Congress edges toward new privacy rules

Both Republicans and Democrats profess outrage over ChoicePoint and LexisNexis mishaps. New laws are being proposed.

Declan McCullagh Former Senior Writer
Declan McCullagh is the chief political correspondent for CNET. You can e-mail him or follow him on Twitter as declanm. Declan previously was a reporter for Time and the Washington bureau chief for Wired and wrote the Taking Liberties section and Other People's Money column for CBS News' Web site.
Declan McCullagh
2 min read
An amorphous political debate over how to respond to recent data mishaps at ChoicePoint, Bank of America and Reed Elsevier Group's LexisNexis service is beginning to take shape.
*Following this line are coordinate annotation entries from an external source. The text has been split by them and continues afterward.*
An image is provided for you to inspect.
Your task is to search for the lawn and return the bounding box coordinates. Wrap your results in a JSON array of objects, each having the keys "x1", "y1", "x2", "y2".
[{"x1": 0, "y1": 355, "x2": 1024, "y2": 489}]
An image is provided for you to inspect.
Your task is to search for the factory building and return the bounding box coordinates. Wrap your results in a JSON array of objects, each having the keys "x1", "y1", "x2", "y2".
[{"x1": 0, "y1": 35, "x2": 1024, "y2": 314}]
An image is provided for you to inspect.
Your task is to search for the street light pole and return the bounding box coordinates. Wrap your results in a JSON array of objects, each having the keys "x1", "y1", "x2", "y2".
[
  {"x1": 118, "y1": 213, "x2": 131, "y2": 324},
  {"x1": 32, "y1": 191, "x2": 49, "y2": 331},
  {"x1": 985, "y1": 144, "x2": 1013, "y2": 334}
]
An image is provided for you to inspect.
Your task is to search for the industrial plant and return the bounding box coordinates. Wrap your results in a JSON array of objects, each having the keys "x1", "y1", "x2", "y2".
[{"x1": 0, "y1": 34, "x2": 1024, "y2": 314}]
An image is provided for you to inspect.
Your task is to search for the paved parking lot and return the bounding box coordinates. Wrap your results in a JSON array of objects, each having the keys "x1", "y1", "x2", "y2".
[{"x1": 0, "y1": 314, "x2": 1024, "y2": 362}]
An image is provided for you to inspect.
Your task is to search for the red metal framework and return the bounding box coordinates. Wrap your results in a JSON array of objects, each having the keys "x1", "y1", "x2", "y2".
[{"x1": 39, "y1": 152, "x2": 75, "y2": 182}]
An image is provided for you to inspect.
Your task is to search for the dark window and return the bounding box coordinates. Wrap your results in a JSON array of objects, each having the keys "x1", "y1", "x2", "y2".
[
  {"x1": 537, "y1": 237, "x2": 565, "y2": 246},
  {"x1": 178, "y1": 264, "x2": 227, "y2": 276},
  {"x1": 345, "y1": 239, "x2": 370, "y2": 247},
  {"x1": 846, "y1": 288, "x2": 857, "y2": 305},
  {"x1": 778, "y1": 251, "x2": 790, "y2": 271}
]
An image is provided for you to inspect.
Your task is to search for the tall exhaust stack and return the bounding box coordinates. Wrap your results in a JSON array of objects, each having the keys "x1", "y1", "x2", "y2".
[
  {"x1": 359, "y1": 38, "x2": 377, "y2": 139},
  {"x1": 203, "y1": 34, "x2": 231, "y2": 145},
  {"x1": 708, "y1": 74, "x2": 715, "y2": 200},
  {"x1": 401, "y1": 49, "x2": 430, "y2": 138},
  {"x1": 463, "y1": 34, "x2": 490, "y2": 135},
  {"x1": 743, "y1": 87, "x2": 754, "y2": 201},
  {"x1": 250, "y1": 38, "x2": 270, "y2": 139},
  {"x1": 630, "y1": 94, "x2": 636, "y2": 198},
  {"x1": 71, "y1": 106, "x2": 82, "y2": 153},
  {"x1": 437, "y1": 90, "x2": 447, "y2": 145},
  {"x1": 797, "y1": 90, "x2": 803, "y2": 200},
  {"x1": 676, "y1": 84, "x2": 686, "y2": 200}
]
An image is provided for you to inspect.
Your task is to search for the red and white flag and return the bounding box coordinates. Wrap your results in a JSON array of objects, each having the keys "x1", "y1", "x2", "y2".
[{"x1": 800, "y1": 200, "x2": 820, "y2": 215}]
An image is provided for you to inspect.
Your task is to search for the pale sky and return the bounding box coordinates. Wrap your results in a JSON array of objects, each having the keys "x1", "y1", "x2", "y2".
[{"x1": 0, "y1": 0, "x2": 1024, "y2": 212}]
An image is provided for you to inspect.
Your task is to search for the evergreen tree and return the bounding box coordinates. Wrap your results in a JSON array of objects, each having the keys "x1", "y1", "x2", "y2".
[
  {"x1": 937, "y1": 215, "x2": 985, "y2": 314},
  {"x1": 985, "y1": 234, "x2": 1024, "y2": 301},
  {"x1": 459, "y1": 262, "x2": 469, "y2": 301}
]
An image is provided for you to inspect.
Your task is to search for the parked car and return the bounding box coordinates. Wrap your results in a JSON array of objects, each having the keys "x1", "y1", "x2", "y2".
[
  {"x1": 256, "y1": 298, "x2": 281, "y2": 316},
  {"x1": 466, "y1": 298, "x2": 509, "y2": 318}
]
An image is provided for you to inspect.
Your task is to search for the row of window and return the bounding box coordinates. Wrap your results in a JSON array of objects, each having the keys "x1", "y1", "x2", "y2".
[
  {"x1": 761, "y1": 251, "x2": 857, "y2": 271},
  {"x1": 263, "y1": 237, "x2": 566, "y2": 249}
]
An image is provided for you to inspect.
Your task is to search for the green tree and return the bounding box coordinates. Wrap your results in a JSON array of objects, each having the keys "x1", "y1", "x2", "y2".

In what could mark a turning point in the legislative process, both Democratic and Republican politicians on Thursday decried what they called poor security for Americans' personal information held by data brokers such as ChoicePoint and LexisNexis.

During a Senate Banking committee hearing, Sen. Jon Corzine, D-N.J., said he plans to introduce a bill next week that borrows concepts from securities regulation. The measure would require "the chairman or chief enforcement officer to attest to the effectiveness of the systems that provide for control of information" and provide notification to consumers of security breaches, Corzine said.

Sen. Charles Schumer, D-N.Y., said he is preparing his own proposal to require a "box to be posted on any Web site that seeks to obtain personal information about a customer" with disclosure about how the data will be used. Schumer promised that "we're going to force companies to demonstrate a need for customers' personal information before requiring it from them."

For the last few weeks, politicians have been responding to news of data breaches with the usual cries of outrage and vows of prompt action. But few details of possible legislative responses have emerged.

In the last 24 hours, however, Schumer and Patrick Leahy, a Vermont Democrat, have both talked about using the recent security incidents to enact legislation that would target far more companies than merely information brokers. Schumer, for instance, indicated he wished to regulate all commercial Web sites.

Such aggressive responses have raised eyebrows among some Washington watchers. "They're using this as an excuse to advance not-terribly-relevant privacy protections," said Jim Harper, director of information policy at the free-market Cato Institute. "These proposals are not focused on harm to consumers, which is what matters most."

Republicans also called for new laws. Rep. Joe Barton, R-Texas, chairman of the House Energy and Commerce committee, said Thursday that he plans to convene a hearing for March 15.

"Under current law these companies have a legal right to package information and do almost anything they want with it," Barton said. "I personally see no socially redeeming value in anyone having the right to give away and sell my personal information unless I approve it."

Deborah Majoras, appointed by President Bush as chairman of the Federal Trade Commission, echoed that sentiment. "There may be additional measures that will benefit consumers," she said.